I'm trying to recreate a long lost PHP website. One of the pages of this website allowed employees to upload archive files that were created by a local script they executed. The webserver would then extract the contents into separate files to be stored in different folders for other purposes.
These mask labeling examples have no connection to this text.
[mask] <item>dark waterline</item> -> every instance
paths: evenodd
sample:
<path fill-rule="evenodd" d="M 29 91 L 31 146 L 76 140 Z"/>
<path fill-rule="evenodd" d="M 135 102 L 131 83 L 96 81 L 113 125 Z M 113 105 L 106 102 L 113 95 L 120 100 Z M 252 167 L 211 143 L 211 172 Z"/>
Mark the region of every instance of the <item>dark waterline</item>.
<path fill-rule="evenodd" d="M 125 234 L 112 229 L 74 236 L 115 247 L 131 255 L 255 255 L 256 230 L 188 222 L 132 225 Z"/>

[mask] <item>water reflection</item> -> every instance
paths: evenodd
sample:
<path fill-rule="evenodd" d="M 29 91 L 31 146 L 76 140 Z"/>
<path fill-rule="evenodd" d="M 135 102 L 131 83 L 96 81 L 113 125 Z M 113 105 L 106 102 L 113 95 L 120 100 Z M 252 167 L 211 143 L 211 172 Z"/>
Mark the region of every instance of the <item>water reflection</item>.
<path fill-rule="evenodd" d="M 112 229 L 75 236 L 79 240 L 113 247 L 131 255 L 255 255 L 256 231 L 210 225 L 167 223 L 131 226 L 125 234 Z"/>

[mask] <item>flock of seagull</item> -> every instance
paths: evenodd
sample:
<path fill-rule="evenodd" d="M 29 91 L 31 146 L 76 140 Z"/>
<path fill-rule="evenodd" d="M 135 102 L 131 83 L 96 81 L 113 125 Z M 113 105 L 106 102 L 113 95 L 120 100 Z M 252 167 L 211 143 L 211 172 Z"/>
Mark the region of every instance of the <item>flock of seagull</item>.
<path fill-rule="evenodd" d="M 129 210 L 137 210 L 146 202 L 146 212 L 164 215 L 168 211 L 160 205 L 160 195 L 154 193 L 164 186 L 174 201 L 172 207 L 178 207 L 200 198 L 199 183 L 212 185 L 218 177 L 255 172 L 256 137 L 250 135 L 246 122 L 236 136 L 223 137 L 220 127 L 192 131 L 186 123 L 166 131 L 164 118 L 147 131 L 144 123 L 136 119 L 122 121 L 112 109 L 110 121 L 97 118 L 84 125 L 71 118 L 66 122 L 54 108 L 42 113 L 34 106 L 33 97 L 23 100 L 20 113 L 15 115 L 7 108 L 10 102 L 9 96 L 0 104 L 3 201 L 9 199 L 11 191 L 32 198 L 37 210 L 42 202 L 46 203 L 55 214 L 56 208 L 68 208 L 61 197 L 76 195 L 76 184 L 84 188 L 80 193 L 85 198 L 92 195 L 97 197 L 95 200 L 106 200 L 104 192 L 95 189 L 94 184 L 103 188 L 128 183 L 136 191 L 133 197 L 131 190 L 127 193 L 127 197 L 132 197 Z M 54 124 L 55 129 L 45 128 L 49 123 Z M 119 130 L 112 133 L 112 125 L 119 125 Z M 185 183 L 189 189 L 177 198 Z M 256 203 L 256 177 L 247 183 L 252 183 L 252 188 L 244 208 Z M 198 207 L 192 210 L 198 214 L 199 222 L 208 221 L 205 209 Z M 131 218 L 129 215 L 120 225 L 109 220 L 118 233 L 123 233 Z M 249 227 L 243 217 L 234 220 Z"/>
Thankfully I have the script that created the archives, but it is in Java. I imagine it can be reversed though? The script they used would basically just run the below addFile on multiple file paths.
public class Archive {
static void create(File f) throws IOException {
BufferedOutputStream w = new BufferedOutputStream(new FileOutputStream(f));
w.write(new byte[]{1, 3, 3, 7});
w.write(new byte[4]);
w.close();
}
static int addFile(File archive, File add, String name) throws IOException {
if (!add.exists()) {
throw new IOException("File to be added does not exist!");
}
if (add.isDirectory()) {
throw new IOException("Cannot add directories!");
}
if (!archive.exists()) {
Archive.create(archive);
}
if (archive.isDirectory()) {
throw new IOException("Archive is no valid archive!");
}
RandomAccessFile r = new RandomAccessFile(archive, "rw");
int code = r.readInt();
if (code != 16974599) {
throw new IOException("Archive is no valid archive!");
}
int fileCount = r.readInt();
r.seek(4);
r.writeInt(fileCount + 1);
r.seek(r.length());
RandomAccessFile bi = new RandomAccessFile(add, "r");
r.writeInt((int)bi.length());
r.writeBytes(name);
r.write(0);
byte[] swap = new byte[(int)bi.length()];
bi.readFully(swap);
r.write(swap);
bi.close();
r.close();
return fileCount + 1;
}
public static void main(String[] args) throws IOException {
}
}
Update:
I have created a function using fread() but then it runs out of memory after the first file. That is with the memory limit temporarily set at 512mb. Is there an alternative?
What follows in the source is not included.